Principle:Duckdb Duckdb String Similarity
| Knowledge Sources | |
|---|---|
| Domains | String_Processing, Fuzzy_Matching |
| Last Updated | 2026-02-07 12:00 GMT |
Overview
Algorithms for measuring the similarity between two strings based on character transpositions and common characters, providing a normalized score between 0 and 1 for fuzzy string comparison.
Description
Jaro and Jaro-Winkler are string similarity metrics designed for comparing short strings, particularly person names, addresses, and other record-linkage fields. Unlike edit-distance metrics (Levenshtein) that count the minimum operations to transform one string into another, Jaro similarity is based on the number and order of common characters between two strings.
The Jaro similarity between two strings is defined by three factors: the number of matching characters, the number of transpositions, and the lengths of the two strings. Two characters from the compared strings are considered matching only if they are the same and are within a certain distance threshold (defined as floor(max(|s1|, |s2|) / 2) - 1). The number of transpositions is half the number of matching characters that are in different positions in the two strings.
The Jaro-Winkler similarity extends Jaro by giving additional weight to strings that share a common prefix. The idea, proposed by William Winkler, is that typographical errors are less likely to occur at the beginning of a string. The Winkler modification adds a bonus proportional to the length of the common prefix (up to 4 characters), scaled by a prefix weight factor (typically 0.1). This boosts the similarity score for strings that start the same way, which is desirable for name matching.
Usage
String similarity functions are used in DuckDB through the `jaro_winkler_similarity()` and `jaro_similarity()` SQL functions. These are valuable for data cleaning, record linkage, deduplication, and fuzzy matching tasks. For example, joining customer records from different sources where names may have slight variations, or finding approximate matches in a lookup table.
Theoretical Basis
Jaro Similarity: Based on matching characters and transpositions:
function jaro_similarity(s1, s2):
if s1 == s2: return 1.0
if len(s1) == 0 or len(s2) == 0: return 0.0
// Match window: characters must be within this distance
match_distance = floor(max(len(s1), len(s2)) / 2) - 1
// Find matching characters
s1_matches = array[len(s1)] of false
s2_matches = array[len(s2)] of false
matches = 0
transpositions = 0
for i in 0..len(s1)-1:
start = max(0, i - match_distance)
end = min(i + match_distance + 1, len(s2))
for j in start..end-1:
if s2_matches[j] or s1[i] != s2[j]: continue
s1_matches[i] = true
s2_matches[j] = true
matches += 1
break
if matches == 0: return 0.0
// Count transpositions
k = 0
for i in 0..len(s1)-1:
if not s1_matches[i]: continue
while not s2_matches[k]: k += 1
if s1[i] != s2[k]: transpositions += 1
k += 1
jaro = (matches/len(s1) + matches/len(s2) +
(matches - transpositions/2)/matches) / 3.0
return jaro
Jaro-Winkler Extension: Prefix bonus:
function jaro_winkler_similarity(s1, s2, p = 0.1):
jaro = jaro_similarity(s1, s2)
// Common prefix length (up to 4 characters)
prefix_len = 0
for i in 0..min(3, min(len(s1), len(s2))-1):
if s1[i] == s2[i]: prefix_len += 1
else: break
// Winkler modification
return jaro + prefix_len * p * (1.0 - jaro)
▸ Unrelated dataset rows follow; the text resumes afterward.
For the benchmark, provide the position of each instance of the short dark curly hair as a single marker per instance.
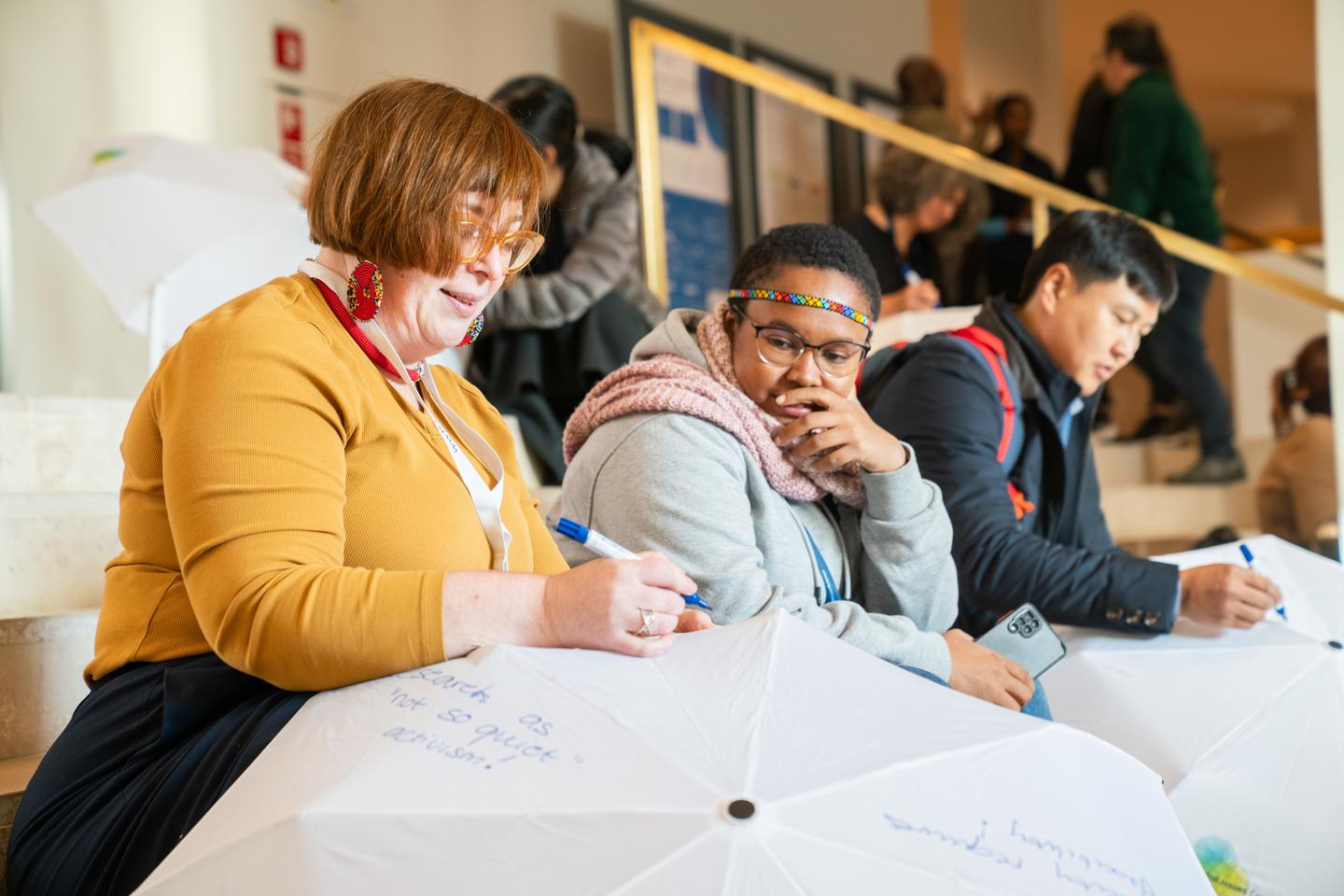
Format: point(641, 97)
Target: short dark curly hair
point(1102, 246)
point(823, 246)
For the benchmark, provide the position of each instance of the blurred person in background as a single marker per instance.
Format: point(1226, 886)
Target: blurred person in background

// p is typically 0.1; prefix_len <= 4
// This boosts similarity for strings sharing a prefix
Example Computation:
s1 = "MARTHA", s2 = "MARHTA"
match_distance = floor(6/2) - 1 = 2
Matches: M-M, A-A, R-R, T-T, H-H, A-A = 6
Transpositions: T/H and H/T = 2 (1 pair)
Jaro = (6/6 + 6/6 + (6-1)/6) / 3 = (1 + 1 + 0.833) / 3 = 0.944
Common prefix "MAR" = 3 characters
Jaro-Winkler = 0.944 + 3 * 0.1 * (1 - 0.944) = 0.961